The inner life is much greater, nobler, and more powerful than the outer life.
The inner life clears the mind, for it is that part of one’s being that may be called divine, the essence of life, pure intelligence.
The inner life makes one richer.
The outer life keeps one confused; however intellectually or learned a person may be, his mind will never be clear, for his knowledge is based upon reasons which in turn are founded upon the outer things that are liable to change and destruction.
There is such a thing as belief in a third eye; in reality, the third eye is the inner eye, the eye that is opened by one’s own leaning to the inner life.
Man who is solely occupied with the things of the world is in the midst of the world, but he is in the desert.
Man is the centre of joy, happiness, of peace, of power, of life, and of light
The inner life may also be called the spiritual life. The inner life produces man, not artificial virtues and man-made qualities.
We think it is very important to analyse things, and the analysis of human nature we call psychology. Man analyses everyone except himself, and therefore true psychology is never reached, because the real psychology to analyse is oneself first, and when one’s self is analysed then one is able to analyse others.
Inner life means widening the horizon and changing the direction of seeing. Before taking the path of inner life, one should first be free.
When a person is holding on to certain beliefs, he is not moving forward.
What the inner life requires first is freedom to proceed. The inner life also requires sacrifice.
Man considers that his learning, his qualifications, everything in his life, are there so that he may gain everything he can in this world—power, possessions, wealth, anything—and believing that sacrifice is contrary to gain, he thus develops in himself a nature for gaining instead of sacrificing.
Sacrifice requires a large mind, it requires deep sympathies, great love, sacrifice is the most difficult thing.
Inner life is something which is within oneself; it has been called a chamber of divine light in one’s heart.
The sages who have realised the inner life have realised it by contemplative means.
One may sometimes have this feeling unconsciously.
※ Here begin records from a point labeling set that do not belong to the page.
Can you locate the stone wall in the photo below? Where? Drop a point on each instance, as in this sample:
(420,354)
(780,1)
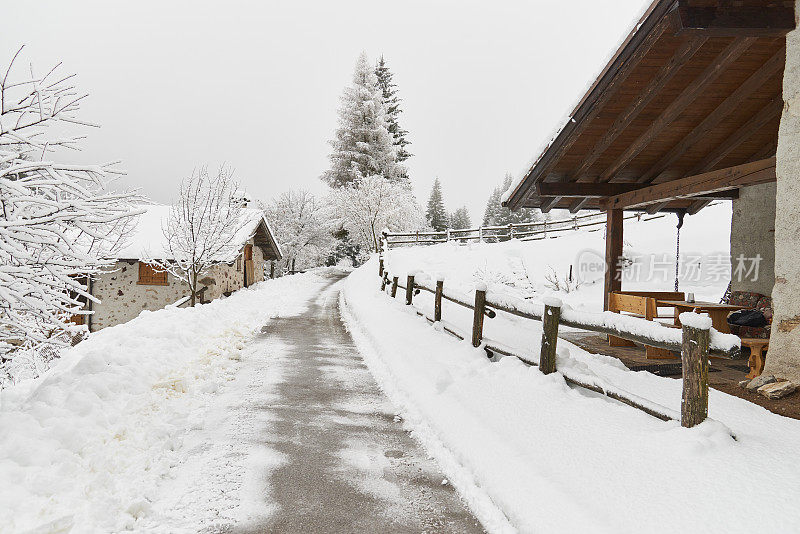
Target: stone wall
(753,233)
(122,298)
(783,357)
In what way? In love of solitude, in sympathy for others, in a tendency towards sincerity, in the form of inspiration coming from all that is good and beautiful
The inner life may manifest in the form of emotion, love, affection, in the form of inspiration, of a revelation, of a vision, or as art, poetry or music.
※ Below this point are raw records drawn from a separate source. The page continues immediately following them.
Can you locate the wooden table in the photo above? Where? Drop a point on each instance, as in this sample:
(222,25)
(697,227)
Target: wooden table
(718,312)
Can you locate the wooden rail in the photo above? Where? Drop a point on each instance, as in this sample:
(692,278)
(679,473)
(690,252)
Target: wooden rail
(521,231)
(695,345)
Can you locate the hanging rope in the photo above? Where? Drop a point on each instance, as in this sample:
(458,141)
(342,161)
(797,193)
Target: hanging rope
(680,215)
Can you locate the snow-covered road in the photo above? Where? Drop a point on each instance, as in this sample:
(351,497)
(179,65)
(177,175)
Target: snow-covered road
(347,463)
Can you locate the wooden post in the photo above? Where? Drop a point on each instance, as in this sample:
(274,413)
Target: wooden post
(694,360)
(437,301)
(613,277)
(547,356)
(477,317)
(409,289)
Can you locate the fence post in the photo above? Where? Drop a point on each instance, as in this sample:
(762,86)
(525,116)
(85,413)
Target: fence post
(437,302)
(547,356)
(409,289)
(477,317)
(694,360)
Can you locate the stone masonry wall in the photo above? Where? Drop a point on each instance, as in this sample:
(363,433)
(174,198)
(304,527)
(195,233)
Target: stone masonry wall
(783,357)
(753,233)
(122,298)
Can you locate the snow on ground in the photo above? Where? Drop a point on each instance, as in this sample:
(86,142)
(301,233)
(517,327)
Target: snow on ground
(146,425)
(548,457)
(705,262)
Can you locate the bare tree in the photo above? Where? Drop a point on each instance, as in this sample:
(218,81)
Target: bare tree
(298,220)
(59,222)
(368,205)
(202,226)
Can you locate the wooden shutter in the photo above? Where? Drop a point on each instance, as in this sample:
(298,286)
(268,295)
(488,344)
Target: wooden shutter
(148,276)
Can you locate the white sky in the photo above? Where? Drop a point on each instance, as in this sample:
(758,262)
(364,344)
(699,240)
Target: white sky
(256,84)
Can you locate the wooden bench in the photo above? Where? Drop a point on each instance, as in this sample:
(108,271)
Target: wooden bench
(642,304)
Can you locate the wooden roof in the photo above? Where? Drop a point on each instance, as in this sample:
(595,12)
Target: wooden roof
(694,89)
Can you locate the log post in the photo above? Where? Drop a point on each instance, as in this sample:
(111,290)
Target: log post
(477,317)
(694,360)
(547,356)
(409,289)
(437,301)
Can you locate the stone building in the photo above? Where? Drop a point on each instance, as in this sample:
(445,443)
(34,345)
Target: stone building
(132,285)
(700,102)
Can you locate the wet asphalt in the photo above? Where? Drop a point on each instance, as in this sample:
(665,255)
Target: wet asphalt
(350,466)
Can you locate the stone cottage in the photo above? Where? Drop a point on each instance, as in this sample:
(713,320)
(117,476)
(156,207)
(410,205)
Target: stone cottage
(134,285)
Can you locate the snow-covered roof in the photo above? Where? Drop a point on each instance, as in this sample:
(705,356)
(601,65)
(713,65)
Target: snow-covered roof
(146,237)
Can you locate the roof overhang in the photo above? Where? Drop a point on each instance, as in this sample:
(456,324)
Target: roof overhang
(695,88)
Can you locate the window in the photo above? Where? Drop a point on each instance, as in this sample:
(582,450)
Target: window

Everything becomes spiritual once this door of the chamber of the heart is open.
The world cannot progress without a spiritual stimulus, a spiritual awakening.
Achieving inner life requires:
- Man should value the inner life more than anything else in the world.
- When one begins to value something one thinks it is worthwhile and giving time to it
- The condition of his mind should be relieved of that pressure which is always in a person’s heart, when he thinks he has not borne what he ought to have done towards his fellow men.
If that pressure is troubling the mind, then that mind is not ready.
When once the herat is at rest through the feeling that one has aid, ir is paying one’s, then one comes to a balanced condition in life.
When a person’s mind and heart are in the state in which they ought normally be, he need not seek for happiness, he radiates happiness.
The Hindu idea is that self means happiness, that the depth of the self is happiness. This means that all this outer structure, the physical body, the breath, the senses of perception, all of which help to make man, are most important; but his inner being can be called by only one name and that name is happiness.
The inner life must not be considered a life which is spnet in the forest or in a cave of the mountain or in retirement. Solitude is not a necessity for attaining happiness. One can be in the midst of the world and yet stand above the world.
Life has many woes, and the only way to get rid of them is to stand above them all, and this can be attained by one thing only — the discovery of the inner life.